'early 2009 iMac (Part Two):
Do you need a Mac Pro or
will an iMac do the job?
Posted Thursday, April 7th, 2009, by rob-ART morgan, mad scientist
Many readers have asked me, "Do I really need a Mac Pro or will an iMac do the job?" The short answer is, "It depends on what you do." We have gathered a mixed bag of benchmarks to make this point. The graphs show two 4-core Mac Pros being compared to the fastest 'early 2009' iMac along with a few older iMacs.
m2.9 4c = 4-core 2009 Mac Pro 2.93GHz with 12G of RAM and Radeon HD 4870
m2.7 4c = 4-core 2009 Mac Pro 2.66GHz with 6G of RAM and Geforce 120 GT
m2.8 4c = 4-core 2008 Mac Pro 2.8GHz with 8G of RAM and Radeon HD 2600 XT.
i3.1 G13 = early 2009 iMac 3.06GHz with 4GB of RAM and GeForce 130 GT
i3.1 G8S = early 2008 iMac 3.06GHz with 4GB of RAM and GeForce 8800 GS
i2.8 R26b = early 2008 iMac 2.8GHz with 4GB of RAM and Radeon HD 2600
i2.8 R26a = mid 2007 iMac 2.8GHz with 4GB of RAM and Radeon HD 2600
The iMac does some things much slower than the Mac Pro, some things just as fast, and some things even faster. So, is an iMac just as "good" as a Mac Pro?

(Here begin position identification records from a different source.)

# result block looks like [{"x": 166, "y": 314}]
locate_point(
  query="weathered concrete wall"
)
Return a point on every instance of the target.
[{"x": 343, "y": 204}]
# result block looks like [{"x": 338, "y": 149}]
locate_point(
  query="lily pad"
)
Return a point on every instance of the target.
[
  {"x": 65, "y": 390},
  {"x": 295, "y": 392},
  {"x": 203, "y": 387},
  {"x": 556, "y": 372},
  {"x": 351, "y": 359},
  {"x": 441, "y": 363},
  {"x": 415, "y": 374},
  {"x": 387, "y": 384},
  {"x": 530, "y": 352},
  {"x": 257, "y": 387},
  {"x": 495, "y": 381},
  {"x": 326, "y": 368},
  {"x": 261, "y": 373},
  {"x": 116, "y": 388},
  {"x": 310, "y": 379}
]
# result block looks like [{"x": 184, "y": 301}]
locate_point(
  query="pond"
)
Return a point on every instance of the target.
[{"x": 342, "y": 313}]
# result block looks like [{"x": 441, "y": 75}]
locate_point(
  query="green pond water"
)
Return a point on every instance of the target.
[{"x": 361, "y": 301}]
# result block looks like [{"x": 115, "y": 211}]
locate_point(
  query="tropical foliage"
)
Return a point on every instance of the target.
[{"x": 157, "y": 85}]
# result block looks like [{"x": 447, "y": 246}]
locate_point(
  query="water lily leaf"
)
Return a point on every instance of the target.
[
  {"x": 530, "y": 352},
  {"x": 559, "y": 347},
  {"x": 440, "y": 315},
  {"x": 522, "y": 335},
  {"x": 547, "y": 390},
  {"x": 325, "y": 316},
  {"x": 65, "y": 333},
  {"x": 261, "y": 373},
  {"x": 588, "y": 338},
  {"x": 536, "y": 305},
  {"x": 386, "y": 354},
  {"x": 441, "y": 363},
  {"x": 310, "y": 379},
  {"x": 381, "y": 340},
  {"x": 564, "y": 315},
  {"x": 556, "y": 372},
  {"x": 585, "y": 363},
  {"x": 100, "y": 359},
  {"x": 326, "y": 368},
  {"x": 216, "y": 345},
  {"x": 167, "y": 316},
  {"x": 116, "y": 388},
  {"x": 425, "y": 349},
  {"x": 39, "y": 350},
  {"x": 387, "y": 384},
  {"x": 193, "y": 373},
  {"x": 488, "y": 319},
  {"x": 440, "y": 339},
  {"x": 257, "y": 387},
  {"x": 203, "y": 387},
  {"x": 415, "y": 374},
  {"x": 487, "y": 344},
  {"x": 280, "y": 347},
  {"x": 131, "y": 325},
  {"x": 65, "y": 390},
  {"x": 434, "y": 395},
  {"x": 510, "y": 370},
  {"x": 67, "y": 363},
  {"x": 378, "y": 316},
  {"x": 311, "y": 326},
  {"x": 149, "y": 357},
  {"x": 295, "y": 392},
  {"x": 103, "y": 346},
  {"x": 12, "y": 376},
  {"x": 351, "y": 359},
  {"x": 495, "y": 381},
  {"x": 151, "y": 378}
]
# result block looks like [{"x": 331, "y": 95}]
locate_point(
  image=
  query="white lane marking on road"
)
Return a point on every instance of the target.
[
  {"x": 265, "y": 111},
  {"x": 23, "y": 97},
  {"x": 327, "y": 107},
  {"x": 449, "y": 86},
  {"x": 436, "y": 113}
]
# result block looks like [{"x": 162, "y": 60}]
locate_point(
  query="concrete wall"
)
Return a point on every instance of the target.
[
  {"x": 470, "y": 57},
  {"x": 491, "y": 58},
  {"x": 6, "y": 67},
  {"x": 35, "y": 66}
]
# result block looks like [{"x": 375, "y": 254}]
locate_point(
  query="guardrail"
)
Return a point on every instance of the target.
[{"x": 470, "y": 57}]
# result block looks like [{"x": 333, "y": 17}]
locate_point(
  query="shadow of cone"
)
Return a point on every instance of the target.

It depends on how you use it.
In a sense, it's not fair to compare the iMac with the Mac Pro. The Mac Pro is a different "animal" that can be expanded with multiple drives, more memory, and multiple graphics cards. The iMac is a sleek all-in-one, though it is a little more expandable than it used to be (up to 8GB of RAM) and comes with more choices of GPUs than before (as long as it is chosen before the factory build).
Fair or not, the comparison is invariably made because there are consumers trying to decide between the two. We hope our data will help clarify the choice.